We all face challenges that come with this part of parenthood. However, I keep asking myself these questions: What can I do to help my kids succeed as they find their way? And how can the state of Oregon help all families who wish to pursue higher education or advance in their careers?
Today, too many students of all ages are struggling to get ahead in Oregon's colleges and universities. The facts are troubling: Students who grow up in lower income families are statistically half as likely to get a college degree than their wealthier peers. College-going rates for Oregonians of color lag behind rates for white Oregonians. Nationally, nearly one-third of degree non-completers name mental health challenges as a reason for leaving college.
Students in higher education deserve better. I'm writing to you to ask you to take action — you can help us make sure everyone has the chance to get ahead in Oregon's colleges and universities and advance toward a meaningful career.
Before my time serving in the Legislature, I had long worked on education issues in our community. I spent a decade advocating for Oregon's teachers, faculty, health care workers and academic support workers. I then worked at Portland Community College, overseeing community outreach and the PCC Foundation.
While working at Portland Community College, two of my proudest accomplishments were starting the legislative internship program and supporting the establishment of the DREAMers Resource Center. I found myself constantly impressed by the grit and determination of too many students up against long odds.
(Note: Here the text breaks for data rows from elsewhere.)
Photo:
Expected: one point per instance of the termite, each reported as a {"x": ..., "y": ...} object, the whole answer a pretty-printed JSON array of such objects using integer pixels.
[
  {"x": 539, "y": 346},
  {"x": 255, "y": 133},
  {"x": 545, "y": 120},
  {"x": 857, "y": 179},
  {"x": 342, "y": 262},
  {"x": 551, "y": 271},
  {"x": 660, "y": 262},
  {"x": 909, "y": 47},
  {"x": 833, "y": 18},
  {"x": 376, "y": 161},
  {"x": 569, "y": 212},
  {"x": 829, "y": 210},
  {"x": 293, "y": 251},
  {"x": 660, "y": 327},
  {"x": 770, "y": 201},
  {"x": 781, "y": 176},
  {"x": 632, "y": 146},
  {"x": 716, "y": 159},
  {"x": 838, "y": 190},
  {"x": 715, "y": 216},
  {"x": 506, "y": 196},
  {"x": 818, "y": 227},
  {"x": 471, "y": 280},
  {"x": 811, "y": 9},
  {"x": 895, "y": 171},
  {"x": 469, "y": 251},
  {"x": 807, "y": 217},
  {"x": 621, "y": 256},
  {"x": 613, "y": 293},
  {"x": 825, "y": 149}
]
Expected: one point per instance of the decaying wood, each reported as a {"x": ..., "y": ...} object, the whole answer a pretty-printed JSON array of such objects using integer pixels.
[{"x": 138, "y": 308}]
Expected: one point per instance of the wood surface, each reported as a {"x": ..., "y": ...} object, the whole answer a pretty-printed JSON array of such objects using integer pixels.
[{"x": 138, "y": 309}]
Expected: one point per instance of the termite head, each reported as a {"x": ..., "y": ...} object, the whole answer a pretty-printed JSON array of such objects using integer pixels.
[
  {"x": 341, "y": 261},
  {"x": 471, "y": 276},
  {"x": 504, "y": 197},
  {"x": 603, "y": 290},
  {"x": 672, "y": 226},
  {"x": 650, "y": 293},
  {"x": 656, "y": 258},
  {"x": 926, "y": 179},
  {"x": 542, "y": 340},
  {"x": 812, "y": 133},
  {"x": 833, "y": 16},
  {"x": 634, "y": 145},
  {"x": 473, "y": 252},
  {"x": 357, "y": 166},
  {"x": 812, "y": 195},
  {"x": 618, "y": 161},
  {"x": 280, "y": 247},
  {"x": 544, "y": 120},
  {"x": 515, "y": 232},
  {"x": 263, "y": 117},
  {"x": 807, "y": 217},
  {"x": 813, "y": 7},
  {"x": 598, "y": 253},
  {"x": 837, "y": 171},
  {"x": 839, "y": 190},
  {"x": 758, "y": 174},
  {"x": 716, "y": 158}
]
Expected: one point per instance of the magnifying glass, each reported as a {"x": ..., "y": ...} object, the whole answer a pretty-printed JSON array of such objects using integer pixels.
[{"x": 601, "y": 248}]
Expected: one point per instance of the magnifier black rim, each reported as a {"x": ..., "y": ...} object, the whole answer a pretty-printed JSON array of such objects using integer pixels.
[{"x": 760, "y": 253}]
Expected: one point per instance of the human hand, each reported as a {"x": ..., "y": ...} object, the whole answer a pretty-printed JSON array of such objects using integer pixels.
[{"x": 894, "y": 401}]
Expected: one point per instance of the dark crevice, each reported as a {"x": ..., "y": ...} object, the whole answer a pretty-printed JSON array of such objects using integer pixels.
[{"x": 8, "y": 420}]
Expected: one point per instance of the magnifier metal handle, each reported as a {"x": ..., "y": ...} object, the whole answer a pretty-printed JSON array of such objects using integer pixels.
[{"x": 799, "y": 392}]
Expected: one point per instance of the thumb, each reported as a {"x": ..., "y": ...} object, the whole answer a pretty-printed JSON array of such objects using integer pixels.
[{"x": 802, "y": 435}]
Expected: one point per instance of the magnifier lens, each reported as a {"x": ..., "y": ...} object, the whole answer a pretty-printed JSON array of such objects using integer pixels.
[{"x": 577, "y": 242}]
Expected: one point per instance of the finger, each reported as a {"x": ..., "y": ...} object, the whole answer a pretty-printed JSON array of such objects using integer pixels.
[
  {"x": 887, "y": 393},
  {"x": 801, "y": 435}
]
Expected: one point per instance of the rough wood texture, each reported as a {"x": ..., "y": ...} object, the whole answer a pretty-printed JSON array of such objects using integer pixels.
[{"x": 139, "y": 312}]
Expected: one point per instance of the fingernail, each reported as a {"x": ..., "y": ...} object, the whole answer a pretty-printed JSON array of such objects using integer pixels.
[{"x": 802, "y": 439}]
Students balancing multiple jobs, confronted by child care needs, food and housing insecurity and mental health challenges were all too common. We cannot continue to gamble with the futures of students facing hardships while in school.
That's why I co-chief sponsored legislation to create the Joint Task Force for Student Success for Underrepresented Students in Higher Education, along with Senator Michael Dembrow, D-Portland, and Representative Teresa Alonso Leon, D-Woodburn.
So far, students, faculty, administrators and other staff have joined the Task Force at meetings in every corner of the state — in Portland, Gresham, Eugene, Monmouth, La Grande, Ontario, White City, Ashland and Salem — to share valuable information about their experience in higher education. Later this year, the Task Force will deliver its report to the Legislature, making recommendations to help Oregon's colleges and universities better serve all Oregonians.
The task force will help Oregon's public universities and community colleges ensure a supportive campus culture for underrepresented students, identify ways to promote equitable student success and create pipelines that diversify Oregon's workforce and promote successful careers. By making education more accessible for everyone, we will continue to build a stronger economy around the state, one that works for working families and continues to provide opportunities for those looking for opportunity in Oregon.
During the 2023 legislative session, let's work together to deliver on policies that will help more Oregonians get ahead. The recommendations from the student voice task force will include important next steps to make sure our public institutions of higher education are serving every Oregonian to the highest standard. When the Legislature discusses these proposals in the 2023 session, I am asking for you to voice your support, share your perspectives, come out and engage with the public process, and make sure we're providing the ladder of success that every Oregonian deserves.
Rob Wagner is the Oregon Senate majority leader representing District 19, which includes Lake Oswego and West Linn. He is a Lake Oswego resident.